This column first appeared in the Age on July 6, 2002

July is here, along with some real snow and English Christmas specials. On Thursday Sanjeev from The Kumars at No. 42 was concerned that all the extra relatives staying in his living room over the Christmas break would cramp his show's style: 'that's one of the downsides of Christmas. Families.' But really it just gave the show even more laughs, particularly when Sanjeev's father grilled football commentator Gary Linnekar on his electricity bill come Christmas time, eliciting this world exclusive: 'it goes up a bit.'

Things are slicker on the Parkinson's Christmas Special at 9.30pm on the ABC this Saturday night - perhaps too slick - though the music is great with Robbie Williams singing swing and Geri Halliwell showing how an achapella back-up band of six men can improve your style.

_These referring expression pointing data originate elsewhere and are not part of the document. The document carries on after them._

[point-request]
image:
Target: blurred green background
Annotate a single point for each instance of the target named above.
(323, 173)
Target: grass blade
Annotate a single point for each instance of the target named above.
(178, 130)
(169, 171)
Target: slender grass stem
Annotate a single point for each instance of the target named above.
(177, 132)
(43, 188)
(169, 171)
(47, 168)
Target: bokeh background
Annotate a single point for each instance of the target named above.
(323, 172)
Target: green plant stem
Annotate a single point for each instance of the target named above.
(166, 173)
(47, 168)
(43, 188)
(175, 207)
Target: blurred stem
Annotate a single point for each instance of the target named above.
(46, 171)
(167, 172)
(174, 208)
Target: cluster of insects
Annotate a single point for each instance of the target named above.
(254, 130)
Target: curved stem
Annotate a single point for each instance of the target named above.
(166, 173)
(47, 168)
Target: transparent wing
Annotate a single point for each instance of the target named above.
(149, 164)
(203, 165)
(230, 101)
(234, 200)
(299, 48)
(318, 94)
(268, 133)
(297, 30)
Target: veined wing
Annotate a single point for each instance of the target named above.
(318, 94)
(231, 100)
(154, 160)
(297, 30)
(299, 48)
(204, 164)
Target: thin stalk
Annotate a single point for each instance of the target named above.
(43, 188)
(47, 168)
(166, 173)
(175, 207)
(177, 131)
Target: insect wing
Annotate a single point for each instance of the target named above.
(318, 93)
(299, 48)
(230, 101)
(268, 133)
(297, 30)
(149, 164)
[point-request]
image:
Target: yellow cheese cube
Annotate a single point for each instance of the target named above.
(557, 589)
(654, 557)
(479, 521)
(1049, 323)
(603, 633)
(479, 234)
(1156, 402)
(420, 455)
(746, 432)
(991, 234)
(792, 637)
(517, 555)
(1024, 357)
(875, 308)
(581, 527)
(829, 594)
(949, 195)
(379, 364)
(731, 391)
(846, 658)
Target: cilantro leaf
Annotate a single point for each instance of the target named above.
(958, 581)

It is worth watching for Edna Everidge's annual Christmas message and listening to her reminisce about pulling the Christmas crackers with her bridesmaid Madge with her son Kenny and his friend Clifford (Kenny and Clifford live together while looking for Miss Right.). Edna attempts to spar with Geri for a while but soon backs off - even her cruelty has limits - though she suggests if she had been a spice girl she would have been turmeric. Michael Parkinson hardly says a thing, though he looks charming and laughs a lot, which is, well, Christmassy of him.

Perhaps because it's that time of year, lots of new series have started or are about to. Channel Nine's Smallville, premiered last Thursday. It is really Superman: the early years by another name,: a kind of cross between Buffy, The X-Files and Ed, though that makes it sound better than it is. The effects are great, but its heavy on the schmaltz and it doesn't have that teen/adult crossover thing going that makes Buffy the Vampire Slayer so compulsive.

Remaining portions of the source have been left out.